N4日本のきせつと新潟(にいがた)

 

日本は島国(しまぐに)で、ユーラシア大陸(たいりく)(Eurasian Continent)の東にあります。春(はる)、夏(なつ)、秋(あき)、冬(ふゆ)の4つのきせつがあります。この4つのきせつには、モンスーン(monsoon)という風が関係(かんけい)しています。 

 

冬はシベリア(Siberia)から冷たい風がふきます。そのため、冬はさむくなります。夏は南からのモンスーンがふきます。モンスーンが南のあたたかい空気を運んできます。そのため、湿度(しつど)が上がり、あつくなります。春と秋は、晴れの日と雨の日をくりかえす、天気が変わりやすいきせつです。また、6月には梅雨(「つゆ」または「ばいう」)というきせつがあります。梅雨は、毎日のように雨がふります。そして、夏や秋には台風(たいふう)が来ます。たくさん雨がふったり、強い風がふいたりします。そのせいで、川の水がふえて、家の中に水が入ってきたりして、大変なことになることもあります。 

 

では、日本のきせつはどこでも同じかというと、そうではありません。太平洋(たいへいよう)側と日本海(にほんかい)側で、冬の天気は全然(ぜんぜん)ちがいます。太平洋側は、冬は寒いですが、晴れの日が多いです。下の写真(左)は東京の冬の写真です。東京から富士山(ふじさん)まで100km以上ありますが、東京の冬は天気のいい日が多いので、富士山がくっきりと見えます。写真(右)は、新潟の南魚沼市(みなみうおぬまし)の写真です。南魚沼市は東京から200kmほど北にあって、冬は雪がたくさんふります。スキーを楽しむことができるところです。東京から新潟まで新幹線で1時間くらいです。1時間で、一面の銀世界(ぎんせかい=雪がふって真っ白なところ)に行くことができます。 

 

川端康成(かわばたやすなり)という作家(さっか)は、日本ではじめてノーベル文学賞(ぶんがくしょう , Nobel Prize in Literature)をとりました。川端康成の『雪国』という小説(しょうせつ)があります。「国境(こっきょう)の長いトンネルを抜けると雪国であった。」という、有名な1文ではじまります。トンネルに入る前は雪がありませんが、トンネルを通って、新潟県の越後湯沢(えちごゆざわ)という町に出ると、そこにはふかく雪が積(つ)もっています。では、なぜそのようなことが起きるのでしょうか。 

 

トンネルの上には約2000mの高い山があります。この山があるので、日本海側の新潟にだけ雪がふります。日本海には、対馬海流(つしまかいりゅう)という、あたたかい海水が流れています。冬のつめたい風が日本海を通ると、あたたかい海水にあたります。そこでたくさんの水蒸気(すいじょうき)が作られて、雲(くも)ができます。その雲が高い山にぶつかって、新潟に雪がふります。このようにして、新潟では雪がふり、東京では冷たい風だけがふきます。雪がたくさんあって、スキーができる山がある新潟は、スキーやスノーボードを楽しむことができるすてきなところです。 

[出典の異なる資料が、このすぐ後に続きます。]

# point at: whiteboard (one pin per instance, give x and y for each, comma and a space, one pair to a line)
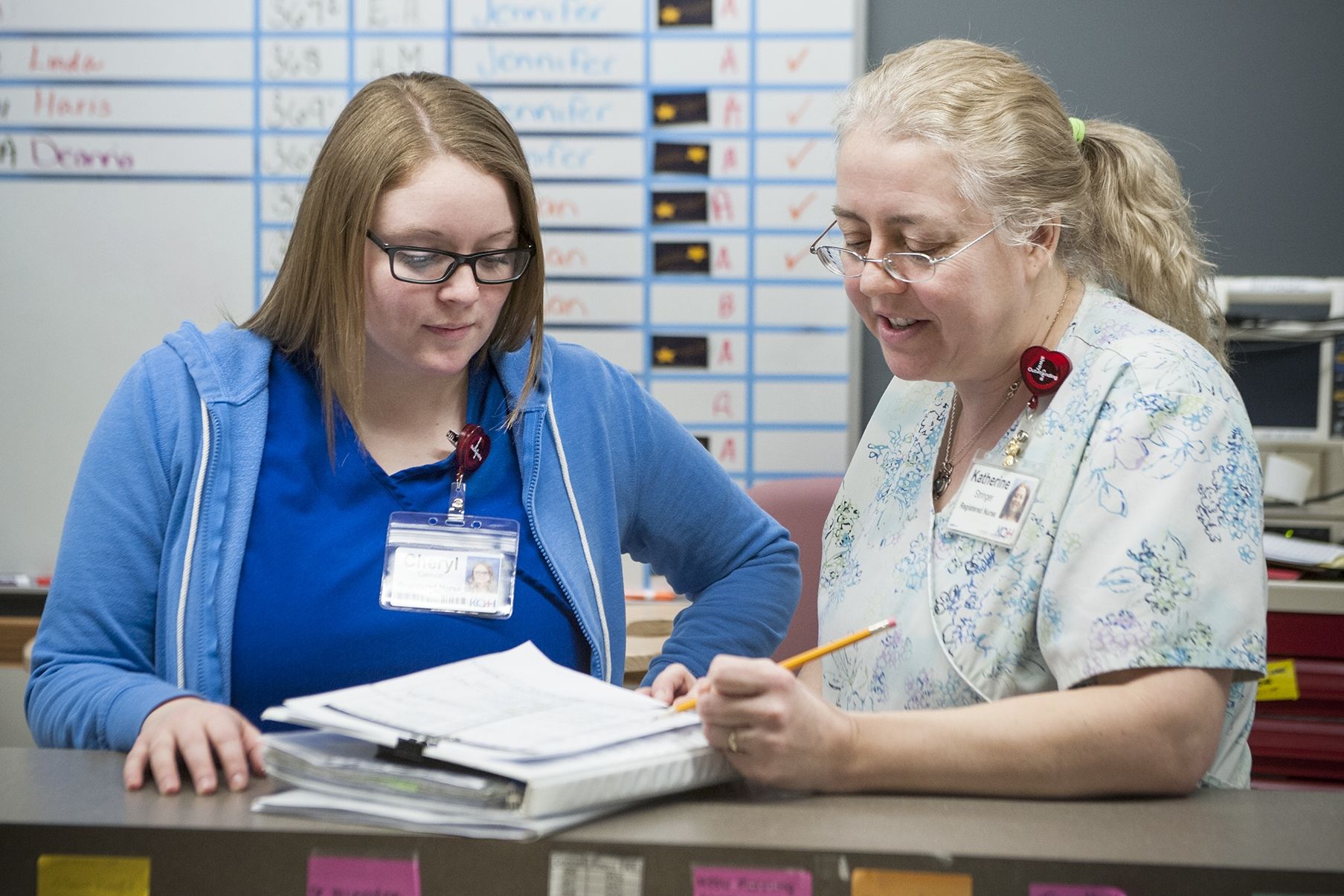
152, 156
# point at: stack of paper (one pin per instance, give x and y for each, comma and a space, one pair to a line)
1302, 552
508, 744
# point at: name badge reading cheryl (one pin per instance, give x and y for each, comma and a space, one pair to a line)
992, 504
436, 563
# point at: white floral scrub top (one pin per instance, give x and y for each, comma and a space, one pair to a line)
1142, 549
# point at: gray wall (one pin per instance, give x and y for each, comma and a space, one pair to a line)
1246, 94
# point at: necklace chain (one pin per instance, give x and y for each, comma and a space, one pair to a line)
944, 476
939, 483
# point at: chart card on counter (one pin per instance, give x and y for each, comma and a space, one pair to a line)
341, 874
878, 882
710, 880
93, 876
596, 874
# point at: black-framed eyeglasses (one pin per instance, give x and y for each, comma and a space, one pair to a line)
417, 265
910, 268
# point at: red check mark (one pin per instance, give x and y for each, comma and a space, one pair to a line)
794, 62
796, 116
796, 211
794, 160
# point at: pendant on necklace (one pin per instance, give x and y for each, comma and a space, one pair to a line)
939, 484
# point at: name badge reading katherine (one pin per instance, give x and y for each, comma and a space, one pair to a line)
992, 503
438, 564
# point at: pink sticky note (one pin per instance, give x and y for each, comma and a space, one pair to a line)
709, 880
348, 874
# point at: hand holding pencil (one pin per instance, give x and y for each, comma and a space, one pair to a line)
807, 656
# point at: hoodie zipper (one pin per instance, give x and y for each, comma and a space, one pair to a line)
541, 548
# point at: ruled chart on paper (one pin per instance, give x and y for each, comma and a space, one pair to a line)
683, 155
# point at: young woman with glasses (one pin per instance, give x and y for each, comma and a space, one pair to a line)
1044, 301
225, 546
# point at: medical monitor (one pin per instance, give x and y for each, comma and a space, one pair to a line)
1285, 354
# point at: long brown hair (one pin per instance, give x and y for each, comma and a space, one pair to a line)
1125, 221
315, 311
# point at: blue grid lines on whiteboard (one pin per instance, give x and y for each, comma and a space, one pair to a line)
682, 152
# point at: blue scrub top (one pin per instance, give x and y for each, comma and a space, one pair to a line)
308, 617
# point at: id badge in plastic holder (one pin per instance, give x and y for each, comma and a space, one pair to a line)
434, 564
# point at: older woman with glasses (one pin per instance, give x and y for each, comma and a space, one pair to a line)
304, 503
1042, 298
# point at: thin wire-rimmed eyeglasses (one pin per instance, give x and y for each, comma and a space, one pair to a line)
910, 268
416, 265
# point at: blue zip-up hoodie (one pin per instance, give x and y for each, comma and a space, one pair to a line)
141, 605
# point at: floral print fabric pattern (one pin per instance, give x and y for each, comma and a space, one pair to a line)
1142, 549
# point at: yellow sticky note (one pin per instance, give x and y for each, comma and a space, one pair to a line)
877, 882
1280, 681
93, 876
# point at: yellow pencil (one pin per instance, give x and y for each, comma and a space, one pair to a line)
808, 656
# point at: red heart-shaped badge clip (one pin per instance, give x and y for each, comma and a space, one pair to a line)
1044, 371
473, 446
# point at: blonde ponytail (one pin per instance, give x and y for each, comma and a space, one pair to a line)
1125, 222
1144, 238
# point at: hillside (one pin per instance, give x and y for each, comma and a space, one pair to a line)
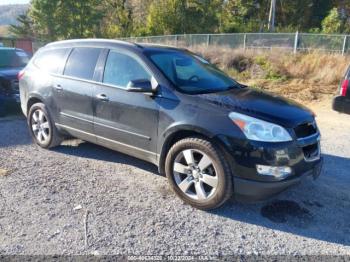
9, 13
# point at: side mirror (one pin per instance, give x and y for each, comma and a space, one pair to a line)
143, 86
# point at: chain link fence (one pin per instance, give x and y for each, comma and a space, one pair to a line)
294, 42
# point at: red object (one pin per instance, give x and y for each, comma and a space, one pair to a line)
344, 87
20, 74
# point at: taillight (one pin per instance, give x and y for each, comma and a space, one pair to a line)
344, 87
20, 74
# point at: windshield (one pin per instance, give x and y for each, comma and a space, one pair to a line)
190, 73
13, 58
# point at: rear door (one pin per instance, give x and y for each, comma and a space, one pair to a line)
73, 92
123, 120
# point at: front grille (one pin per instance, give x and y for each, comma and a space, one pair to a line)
305, 130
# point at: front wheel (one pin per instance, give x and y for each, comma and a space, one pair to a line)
41, 127
198, 173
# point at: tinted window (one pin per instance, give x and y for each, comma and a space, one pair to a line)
51, 60
190, 73
81, 62
120, 69
13, 58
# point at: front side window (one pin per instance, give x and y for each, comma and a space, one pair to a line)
13, 58
120, 69
190, 73
51, 60
82, 62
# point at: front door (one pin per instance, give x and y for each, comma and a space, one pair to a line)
123, 120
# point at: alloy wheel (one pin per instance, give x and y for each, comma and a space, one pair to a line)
195, 174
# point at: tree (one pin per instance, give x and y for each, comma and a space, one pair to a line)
117, 21
43, 14
183, 16
332, 23
56, 19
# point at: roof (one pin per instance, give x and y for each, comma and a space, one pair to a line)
109, 43
9, 48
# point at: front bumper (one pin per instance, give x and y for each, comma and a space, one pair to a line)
341, 104
249, 190
302, 155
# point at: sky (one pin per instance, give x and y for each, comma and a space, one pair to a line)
8, 2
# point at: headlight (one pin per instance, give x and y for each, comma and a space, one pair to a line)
259, 130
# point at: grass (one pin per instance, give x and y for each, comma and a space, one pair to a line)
305, 77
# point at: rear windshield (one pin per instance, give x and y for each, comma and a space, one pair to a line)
13, 58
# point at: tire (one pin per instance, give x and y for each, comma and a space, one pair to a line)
198, 173
42, 128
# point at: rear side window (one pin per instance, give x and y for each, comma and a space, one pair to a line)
120, 69
347, 74
82, 62
51, 60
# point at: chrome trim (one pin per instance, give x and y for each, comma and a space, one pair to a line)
317, 134
107, 126
106, 139
124, 131
76, 117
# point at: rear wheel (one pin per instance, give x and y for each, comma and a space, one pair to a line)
198, 173
41, 127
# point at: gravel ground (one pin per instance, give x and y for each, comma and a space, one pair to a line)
128, 208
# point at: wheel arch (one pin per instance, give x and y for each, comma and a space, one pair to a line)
33, 99
177, 133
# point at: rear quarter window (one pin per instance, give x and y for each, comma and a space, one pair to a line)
51, 60
82, 62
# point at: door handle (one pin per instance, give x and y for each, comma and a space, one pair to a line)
58, 87
102, 97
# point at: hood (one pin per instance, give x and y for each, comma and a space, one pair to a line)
9, 72
262, 105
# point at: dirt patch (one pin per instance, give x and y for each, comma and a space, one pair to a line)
4, 172
283, 211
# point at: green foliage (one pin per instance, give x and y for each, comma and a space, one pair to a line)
332, 23
51, 20
24, 27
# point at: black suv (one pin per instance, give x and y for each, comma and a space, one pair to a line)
210, 135
341, 103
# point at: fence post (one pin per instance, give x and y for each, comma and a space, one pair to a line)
344, 45
296, 40
245, 41
208, 39
176, 39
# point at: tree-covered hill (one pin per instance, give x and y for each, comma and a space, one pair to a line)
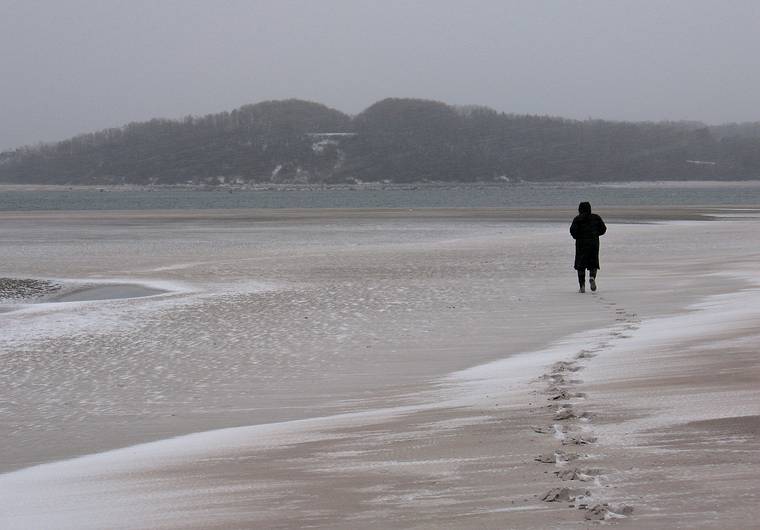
397, 140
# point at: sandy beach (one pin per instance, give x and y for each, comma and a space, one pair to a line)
430, 368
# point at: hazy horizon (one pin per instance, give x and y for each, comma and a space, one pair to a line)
81, 66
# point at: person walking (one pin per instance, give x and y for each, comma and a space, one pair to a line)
586, 229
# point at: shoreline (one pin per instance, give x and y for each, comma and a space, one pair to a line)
467, 457
579, 446
575, 440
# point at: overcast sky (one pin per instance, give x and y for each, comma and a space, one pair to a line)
73, 66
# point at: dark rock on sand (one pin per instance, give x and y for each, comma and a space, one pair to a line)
24, 288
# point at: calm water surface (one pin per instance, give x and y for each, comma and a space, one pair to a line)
472, 196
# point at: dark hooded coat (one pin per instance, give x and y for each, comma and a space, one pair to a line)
586, 229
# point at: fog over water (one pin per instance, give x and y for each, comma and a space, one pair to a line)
81, 65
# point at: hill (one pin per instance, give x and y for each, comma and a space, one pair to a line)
396, 140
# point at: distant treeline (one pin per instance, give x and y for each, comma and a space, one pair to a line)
395, 140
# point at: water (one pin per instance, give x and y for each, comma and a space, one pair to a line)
465, 196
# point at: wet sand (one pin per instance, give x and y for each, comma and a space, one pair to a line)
655, 397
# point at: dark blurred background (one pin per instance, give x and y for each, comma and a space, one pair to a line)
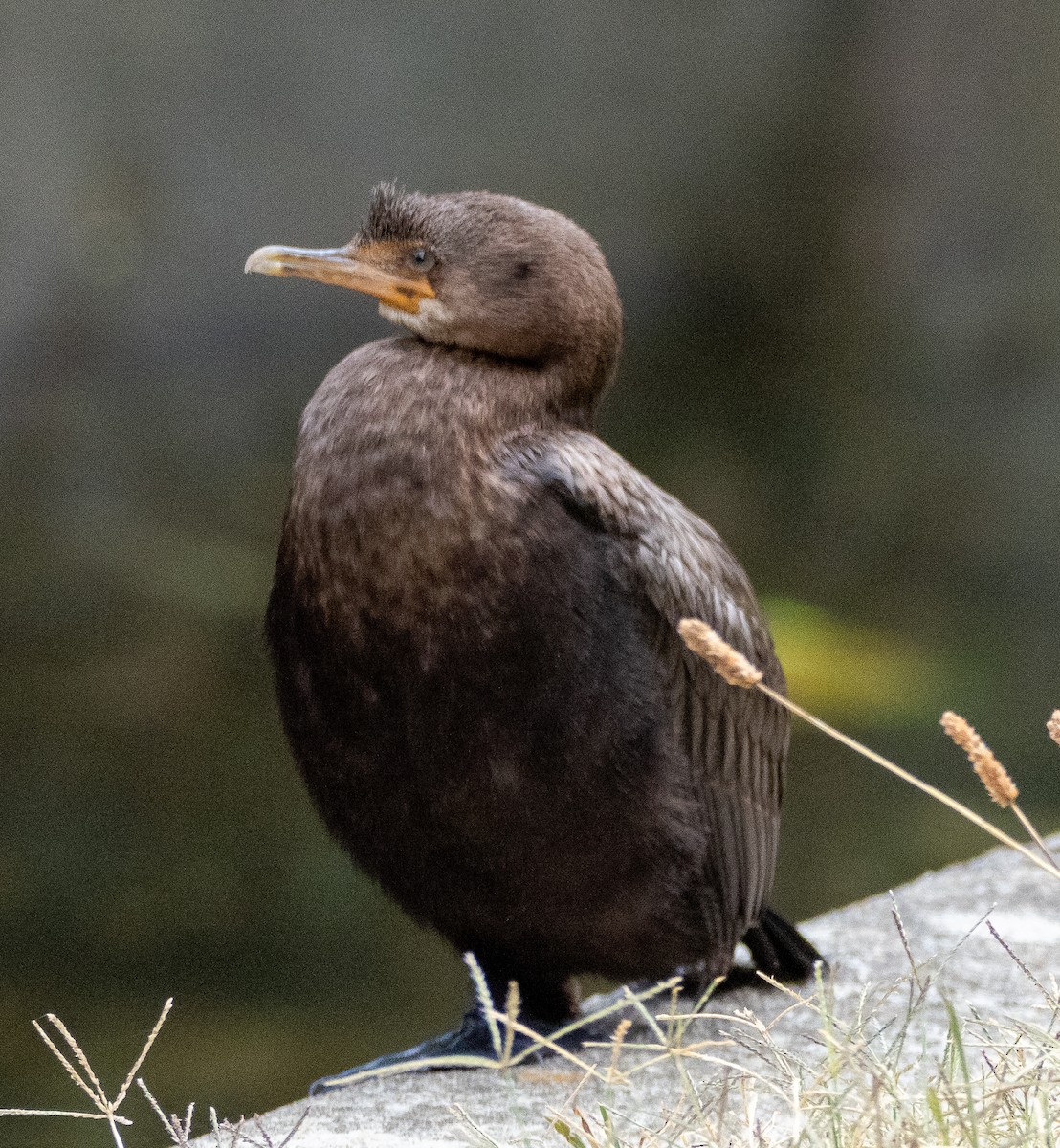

新潟は冬以外のきせつもいいところです。春には、東京より1ヶ月くらいおそく桜(さくら)の花がさきます。このころには、雪がとけて、川の水がふえます。つくしなどのかわいい野の草も出てきます。春のおわりには田んぼに稲(いね)をうえます。

 

日本人にとって米はとても大切なものです。そのため、日本ではいろいろなところで米が作られています。「コシヒカリ」というブランドの米はとても有名ですが、新潟の魚沼(うおぬま)のコシヒカリが特においしいと言われています。米は夏にそだちます。夏の魚沼は、夜はさむく、昼はあつくなります。この気温(きおん)の変化(へんか)が大きいことが、おいしい米がとれる秘密(ひみつ)だそうです。そして、朝には霧(きり)が出ます。そんな霧の景色(けしき)もきれいですよ。 

さて、新潟のきせつの中で、特におすすめのきせつは秋です。すばらしい紅葉(こうよう)を見ることができるからです。冬の山はスキー場(じょう)ですが、秋は紅葉がきれいです。スキーのための、ロープウェイ(ropeway)やゴンドラリフト(gondola lift)があって、それに乗って山をのぼることができます。自分で山をのぼらなくてもいいので、こどもやお年寄りも山のきれいな紅葉を楽しむことができます。